With respect to Personal Information subject to the Company’s disclosure, if the Related Parties request disclosure of, correction of, addition to, or deletion of their own information, or request the suspension of use of or erasure of the Personal Information, or the suspension of provision to a third party (collectively, the “Disclosure, Etc.”), after confirming that the requests are from the Related Parties themselves, the Company, in principle, will issue a written reply in response to such requests within a reasonable period and extent based on the relevant laws and regulations. If the Disclosure, Etc. leads to any of the following, the Company may not accept requests of the Disclosure, Etc., including requests for clarification of the existence of such Personal Information:

(1) There is a risk of harming the life, body, assets, or other rights or benefits of the person who made the request or third parties; (2) There is a risk of promoting or inducing illegal or unjust acts; (3) There is a risk of harming national security, hampering trust relationships with other countries or international organizations, or incurring disadvantages in negotiations with other countries or international organizations; (4) There is a risk of hindering the prevention, suppression, or investigation of crimes and other matters of public security or the maintenance of order; (5) There is a risk of significantly hindering permitted acts with respect to the Company’s business; and (6) There will be a violation of other laws or regulations.

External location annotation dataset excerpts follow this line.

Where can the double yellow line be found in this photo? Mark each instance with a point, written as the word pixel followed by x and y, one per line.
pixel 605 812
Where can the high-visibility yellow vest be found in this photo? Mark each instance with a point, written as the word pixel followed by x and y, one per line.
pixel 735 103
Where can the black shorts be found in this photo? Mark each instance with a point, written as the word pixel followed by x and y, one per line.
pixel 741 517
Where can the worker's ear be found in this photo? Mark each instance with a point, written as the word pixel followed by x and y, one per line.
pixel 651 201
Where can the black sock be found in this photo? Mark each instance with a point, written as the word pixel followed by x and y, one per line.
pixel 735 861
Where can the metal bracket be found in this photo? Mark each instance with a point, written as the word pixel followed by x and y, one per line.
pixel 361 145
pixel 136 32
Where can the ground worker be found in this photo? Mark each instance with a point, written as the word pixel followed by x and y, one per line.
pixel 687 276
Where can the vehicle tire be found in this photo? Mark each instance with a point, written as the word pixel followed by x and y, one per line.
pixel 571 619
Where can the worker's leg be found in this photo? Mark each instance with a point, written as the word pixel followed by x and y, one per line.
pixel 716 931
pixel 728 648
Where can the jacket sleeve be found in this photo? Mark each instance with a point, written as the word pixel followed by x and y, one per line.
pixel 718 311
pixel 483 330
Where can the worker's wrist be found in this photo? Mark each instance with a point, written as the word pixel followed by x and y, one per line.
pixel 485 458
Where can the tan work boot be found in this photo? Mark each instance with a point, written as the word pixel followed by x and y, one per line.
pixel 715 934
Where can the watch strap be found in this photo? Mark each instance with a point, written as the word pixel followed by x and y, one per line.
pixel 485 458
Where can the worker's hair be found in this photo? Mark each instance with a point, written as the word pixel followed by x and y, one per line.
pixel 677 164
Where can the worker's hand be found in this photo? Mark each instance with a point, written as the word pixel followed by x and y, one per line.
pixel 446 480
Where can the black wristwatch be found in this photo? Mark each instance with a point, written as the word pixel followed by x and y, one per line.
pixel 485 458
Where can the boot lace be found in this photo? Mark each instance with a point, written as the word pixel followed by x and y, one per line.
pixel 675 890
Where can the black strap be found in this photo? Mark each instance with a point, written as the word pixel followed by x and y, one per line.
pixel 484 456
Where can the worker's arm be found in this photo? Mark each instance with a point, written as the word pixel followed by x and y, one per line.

6. Contact for Inquiries About Personal Information

If you have any requests with respect to deletion or inquiries regarding Personal Information, please contact the following:
Jasmy Incorporated
Address: 1-2-3 Kita-Aoyama, Minato-ku, Tokyo 107-0061
Email ：jasmy-info@jasmy.co.jp
Homepage：https://www.jasmy.co.jp/contact_company_en

If the Company receive a request for disclosure, correction, deletion, suspension of use, or suspension of provision to a third party of Personal Information, the Company will address it appropriately and promptly after confirming that the request is from the subject of the Personal Information.

Supplementary Provision

This Privacy Policy became effective on July 26, 2019. This Privacy Policy may be amended following any establishment, amendment, and the like of relevant laws, regulations, various guidelines, and the like. Any amendments to this Privacy Policy will be announced on the Company’s homepage.